Please provide the formatted SQL, it looks too uncomfortable without formatting~ OCD can’t stand it~

SELECT
    company.NAME AS NAME,
    company.reg_province AS province,
    count('') AS count
FROM standard_drafting_unit_relation
INNER JOIN company ON standard_drafting_unit_relation.drafting_unit_id = company.id
INNER JOIN standard ON standard_drafting_unit_relation.standard_id = standard.id
INNER JOIN (
    SELECT company_id 
    FROM company_industry_relation 
    WHERE industry_id IN ('INB0101') 
    GROUP BY company_id 
) AS a ON a.company_id = company.id
INNER JOIN (
    SELECT patent_proposer_relation.proposer_id AS company_id 
    FROM patent_proposer_relation
    INNER JOIN patent ON patent_proposer_relation.patent_id = patent.id
    WHERE patent.approval_date IS NOT NULL
    AND patent.type = 'invention'
    GROUP BY patent_proposer_relation.proposer_id
) AS b ON b.company_id = company.id
WHERE standard.category = 'national standard'
AND company.display = 1
AND company.status_std IN ('active (operating, open, in business)')
AND company.establish_date <= '2023-12-24'
AND company.reg_province IN ('Hebei Province')
GROUP BY company.NAME, company.reg_province
ORDER BY count('') DESC
LIMIT 30;
| username: TiDBer_7Q5CQdQd | Original post link

Originally, it was written as a subquery, and it was also very slow. Then, I took others’ advice and wrote it with this kind of join.

| username: 有猫万事足 | Original post link

It seems that not all tables have TiFlash replicas. Add TiFlash replicas to all tables and then try executing MPP. The improvement for this type of group by will be relatively significant.

| username: Kongdom | Original post link

Please post the table creation statement for us to take a look.
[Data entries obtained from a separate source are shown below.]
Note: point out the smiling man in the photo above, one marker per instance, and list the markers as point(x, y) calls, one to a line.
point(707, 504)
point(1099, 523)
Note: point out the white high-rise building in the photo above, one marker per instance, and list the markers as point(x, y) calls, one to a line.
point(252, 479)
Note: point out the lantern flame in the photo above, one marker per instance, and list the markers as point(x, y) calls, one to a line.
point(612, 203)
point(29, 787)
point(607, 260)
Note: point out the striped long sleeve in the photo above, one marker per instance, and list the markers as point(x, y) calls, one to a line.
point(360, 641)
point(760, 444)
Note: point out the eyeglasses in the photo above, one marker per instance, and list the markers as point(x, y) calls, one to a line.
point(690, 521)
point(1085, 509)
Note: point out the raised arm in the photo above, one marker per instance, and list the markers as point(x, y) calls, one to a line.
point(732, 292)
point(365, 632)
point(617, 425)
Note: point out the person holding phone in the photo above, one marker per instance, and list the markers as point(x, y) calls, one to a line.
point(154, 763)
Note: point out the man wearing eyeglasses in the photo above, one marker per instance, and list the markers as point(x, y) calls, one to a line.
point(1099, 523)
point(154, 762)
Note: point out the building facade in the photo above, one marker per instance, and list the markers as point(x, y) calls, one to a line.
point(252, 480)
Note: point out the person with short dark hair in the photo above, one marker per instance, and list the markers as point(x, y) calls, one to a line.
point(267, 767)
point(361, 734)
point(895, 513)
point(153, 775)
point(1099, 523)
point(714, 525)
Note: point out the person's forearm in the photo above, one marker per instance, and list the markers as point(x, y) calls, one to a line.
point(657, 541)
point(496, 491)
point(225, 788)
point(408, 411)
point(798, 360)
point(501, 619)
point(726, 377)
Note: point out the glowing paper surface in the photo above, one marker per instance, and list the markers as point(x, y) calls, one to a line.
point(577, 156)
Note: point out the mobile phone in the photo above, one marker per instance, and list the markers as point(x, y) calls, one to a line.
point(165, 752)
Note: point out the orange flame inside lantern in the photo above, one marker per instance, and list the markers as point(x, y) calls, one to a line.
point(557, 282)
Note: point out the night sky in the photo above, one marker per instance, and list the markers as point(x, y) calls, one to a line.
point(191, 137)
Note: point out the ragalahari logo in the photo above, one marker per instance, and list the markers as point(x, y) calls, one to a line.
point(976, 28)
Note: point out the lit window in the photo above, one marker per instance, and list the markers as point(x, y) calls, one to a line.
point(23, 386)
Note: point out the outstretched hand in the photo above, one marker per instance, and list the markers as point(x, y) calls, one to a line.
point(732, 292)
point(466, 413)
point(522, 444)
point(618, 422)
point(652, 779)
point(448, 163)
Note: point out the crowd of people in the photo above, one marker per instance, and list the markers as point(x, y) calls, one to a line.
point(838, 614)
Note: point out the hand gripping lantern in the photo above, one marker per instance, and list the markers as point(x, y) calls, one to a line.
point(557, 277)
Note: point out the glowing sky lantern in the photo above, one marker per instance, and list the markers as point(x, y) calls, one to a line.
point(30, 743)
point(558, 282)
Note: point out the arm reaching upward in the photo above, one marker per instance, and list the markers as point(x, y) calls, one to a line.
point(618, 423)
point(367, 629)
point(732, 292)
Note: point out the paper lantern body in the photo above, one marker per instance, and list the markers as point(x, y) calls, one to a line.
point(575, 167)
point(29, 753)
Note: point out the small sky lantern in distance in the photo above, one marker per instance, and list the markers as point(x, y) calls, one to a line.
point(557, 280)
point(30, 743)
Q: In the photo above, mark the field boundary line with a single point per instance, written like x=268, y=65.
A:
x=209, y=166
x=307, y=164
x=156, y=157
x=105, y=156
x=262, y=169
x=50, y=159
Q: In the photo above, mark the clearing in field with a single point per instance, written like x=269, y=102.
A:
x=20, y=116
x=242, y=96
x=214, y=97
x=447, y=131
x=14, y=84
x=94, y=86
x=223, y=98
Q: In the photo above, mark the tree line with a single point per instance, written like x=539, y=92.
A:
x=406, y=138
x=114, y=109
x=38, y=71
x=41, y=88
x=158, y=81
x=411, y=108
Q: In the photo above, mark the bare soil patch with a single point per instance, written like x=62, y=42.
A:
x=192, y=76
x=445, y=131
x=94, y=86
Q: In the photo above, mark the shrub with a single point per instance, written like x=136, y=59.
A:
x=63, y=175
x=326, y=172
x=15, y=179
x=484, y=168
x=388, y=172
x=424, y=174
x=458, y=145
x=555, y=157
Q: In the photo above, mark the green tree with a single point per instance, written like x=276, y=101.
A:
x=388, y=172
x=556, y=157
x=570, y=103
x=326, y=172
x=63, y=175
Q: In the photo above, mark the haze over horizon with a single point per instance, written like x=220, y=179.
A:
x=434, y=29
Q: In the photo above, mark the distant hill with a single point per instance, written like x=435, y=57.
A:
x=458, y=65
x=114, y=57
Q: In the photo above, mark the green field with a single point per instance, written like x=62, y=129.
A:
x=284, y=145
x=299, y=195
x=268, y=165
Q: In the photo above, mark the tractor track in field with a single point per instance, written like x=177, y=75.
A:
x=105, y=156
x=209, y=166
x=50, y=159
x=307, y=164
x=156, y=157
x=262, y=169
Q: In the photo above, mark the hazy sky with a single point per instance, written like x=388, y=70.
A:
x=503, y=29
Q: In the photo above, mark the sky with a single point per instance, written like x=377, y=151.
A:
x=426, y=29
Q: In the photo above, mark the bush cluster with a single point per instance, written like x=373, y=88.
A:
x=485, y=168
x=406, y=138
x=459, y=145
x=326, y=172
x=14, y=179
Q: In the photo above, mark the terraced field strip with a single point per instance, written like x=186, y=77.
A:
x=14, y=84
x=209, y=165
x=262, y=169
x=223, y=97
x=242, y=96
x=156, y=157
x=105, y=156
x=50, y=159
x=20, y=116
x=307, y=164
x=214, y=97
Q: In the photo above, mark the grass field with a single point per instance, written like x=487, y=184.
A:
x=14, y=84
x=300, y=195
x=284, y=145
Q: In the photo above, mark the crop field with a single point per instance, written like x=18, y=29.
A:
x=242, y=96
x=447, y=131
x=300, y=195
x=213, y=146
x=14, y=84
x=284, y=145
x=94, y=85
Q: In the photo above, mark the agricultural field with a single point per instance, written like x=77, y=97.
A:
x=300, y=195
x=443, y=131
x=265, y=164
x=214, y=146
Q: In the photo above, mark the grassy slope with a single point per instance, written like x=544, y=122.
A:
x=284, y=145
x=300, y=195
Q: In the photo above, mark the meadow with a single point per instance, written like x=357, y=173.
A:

If the amount of data in the sub-table is relatively small, using ‘in’ should be faster.

| username: 连连看db | Original post link

Is this SQL from a state-owned enterprise? :joy: We need to check the table structure of standard_drafting_unit_relation. It’s surprising that TiFlash is being used here.

| username: dba远航 | Original post link

I think the execution plan is okay.

| username: oceanzhang | Original post link

The person who wrote this sentence is also a genius. Why use so many subqueries?

| username: oceanzhang | Original post link

To optimize, you first need to rewrite the SQL. I also don’t understand why you use so many subqueries for the join.

| username: xingzhenxiang | Original post link

Removing subqueries might improve performance in some cases, but it depends on the specific context and database optimization.